The accomplishments of the beaver – digging away at human infrastructure, blocking culverts and causing flooding and tree damage – often prove to be a detriment to humans.
While some groups oppose capturing them, it is important to note that beavers gave been hunted and trapped for millennia, experts say.
Pelts from the beavers has seen some resurgence in areas with heavy beaver populations but it declined in Europe because of the lower demand.

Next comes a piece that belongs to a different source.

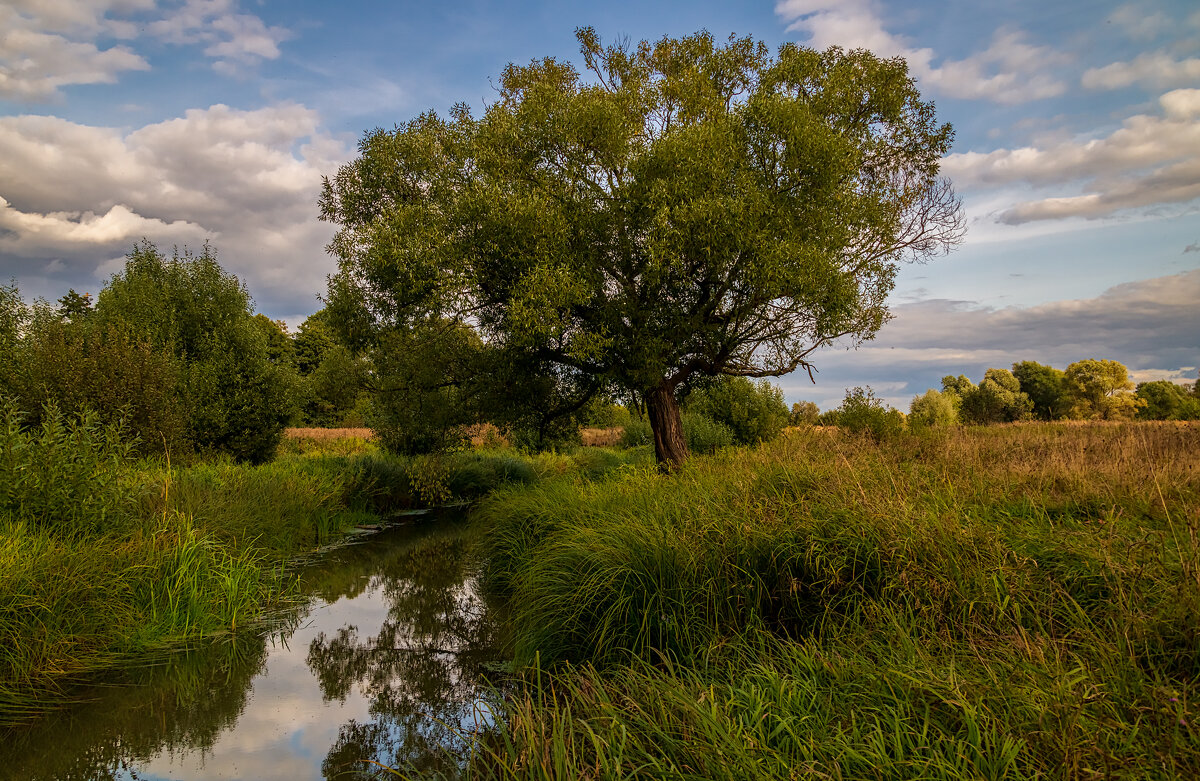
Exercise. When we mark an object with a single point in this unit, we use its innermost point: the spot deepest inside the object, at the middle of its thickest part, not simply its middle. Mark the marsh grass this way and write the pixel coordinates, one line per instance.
(105, 558)
(1006, 602)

Trapping has traditionally been performed when the beaver fur is of value. The remainder of the beaver is used as feed.
Beavers build dams to create ponds that give them protection from predators and increase the water level to encourage new growth of the trees they like to eat, reports show.
Beavers are ultimately important because the wetlands they create become habitat to many other species, according to reports. ((As a species, the structures left behind by beavers modifies the natural environment so well that the rest of the ecosystem incorporates it into a change.))
Some biologists believe beavers used to be day walkers, although they also acknowledge 400 years of being hunted is probably what drove the animals underground, Cherokee County representatives said.
Despite being night walkers, sometimes beavers will wake up during daylight hours to perform necessary work.
Baby beavers, or "kits" are born with their eyes open and with a full set of fur. They know who to swim fairly quickly but have to learn to dive, meaning they can't leave for the outside world without supervision.